Dans tes romans ou tes nouvelles, des enfants jouent souvent des rôles clefs. Dans Leçons du Monde Fluctuant il y a Kematia, dans Le Diapason il y a par exemple cette petite fille Ninon Külm (Maison-Monstre) qui est fascinante. Toutes les deux jouent en quelque sorte des rôles d’adultes ou se retrouvent projetées sur le devant de la scène. Kematia est choisie pour mener un cortège hétéroclite, tandis que Ninon se trouve remplacer son père pour essayer de chasser les esprits qui peuplent une maison. Qu’est-ce qui t’attire dans la mise en scène d’enfants dans tes histoires ?

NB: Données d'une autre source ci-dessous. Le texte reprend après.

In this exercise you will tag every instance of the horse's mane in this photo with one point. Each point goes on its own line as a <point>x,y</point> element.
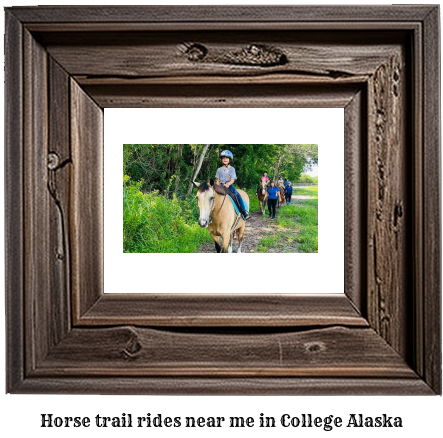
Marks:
<point>221,190</point>
<point>203,187</point>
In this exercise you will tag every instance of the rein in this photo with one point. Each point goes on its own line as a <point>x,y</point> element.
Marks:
<point>211,219</point>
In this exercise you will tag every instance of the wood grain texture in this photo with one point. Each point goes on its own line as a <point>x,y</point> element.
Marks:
<point>289,386</point>
<point>213,14</point>
<point>205,310</point>
<point>74,61</point>
<point>225,96</point>
<point>59,167</point>
<point>387,256</point>
<point>170,54</point>
<point>129,351</point>
<point>14,202</point>
<point>86,208</point>
<point>355,194</point>
<point>432,334</point>
<point>38,309</point>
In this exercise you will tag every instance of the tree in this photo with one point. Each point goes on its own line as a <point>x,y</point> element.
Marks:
<point>197,169</point>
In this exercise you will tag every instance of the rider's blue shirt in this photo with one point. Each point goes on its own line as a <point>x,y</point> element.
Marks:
<point>225,174</point>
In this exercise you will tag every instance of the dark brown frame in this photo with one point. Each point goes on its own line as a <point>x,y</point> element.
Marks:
<point>64,65</point>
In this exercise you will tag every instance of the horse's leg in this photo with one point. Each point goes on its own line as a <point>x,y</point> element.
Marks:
<point>226,241</point>
<point>240,235</point>
<point>216,242</point>
<point>231,241</point>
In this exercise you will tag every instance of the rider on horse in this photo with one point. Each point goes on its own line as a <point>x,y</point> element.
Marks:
<point>226,176</point>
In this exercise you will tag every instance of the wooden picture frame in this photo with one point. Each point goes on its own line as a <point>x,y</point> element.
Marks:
<point>65,64</point>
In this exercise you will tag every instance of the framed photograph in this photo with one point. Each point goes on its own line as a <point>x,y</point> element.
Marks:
<point>65,65</point>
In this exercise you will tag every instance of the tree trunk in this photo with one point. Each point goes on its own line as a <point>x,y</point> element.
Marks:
<point>177,167</point>
<point>199,165</point>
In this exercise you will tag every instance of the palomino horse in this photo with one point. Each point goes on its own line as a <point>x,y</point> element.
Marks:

J’aime les enfants, j’aime leur compagnie, elle me pèse moins que celle, tellement ennuyeuse, des adultes. Ils ont toujours été présents au long de ma vie. Je souffre d’une empathie chronique à leur égard, et c’est donc assez naturel qu’ils occupent une place importante dans la plupart de mes récits. Notre époque, notre culture laisse à penser que nous sommes pleins de bienveillance pour les enfants. Je crois que c’est un pieux mensonge. Je vois sans cesse se manifester le mépris, la détestation, l’indifférence envers les gosses. Regardez à quel point leur parole est absente des médias ou seulement présente à la condition qu’elle corresponde aux attentes, en bien ou en mal d’ailleurs, des aînés. Notre horrible et égoïste désir d’immortalité se construit aux dépens des enfants. L’ombre de notre longévité les recouvre, les étouffe. Pour eux, nous devrions réapprendre à mourir.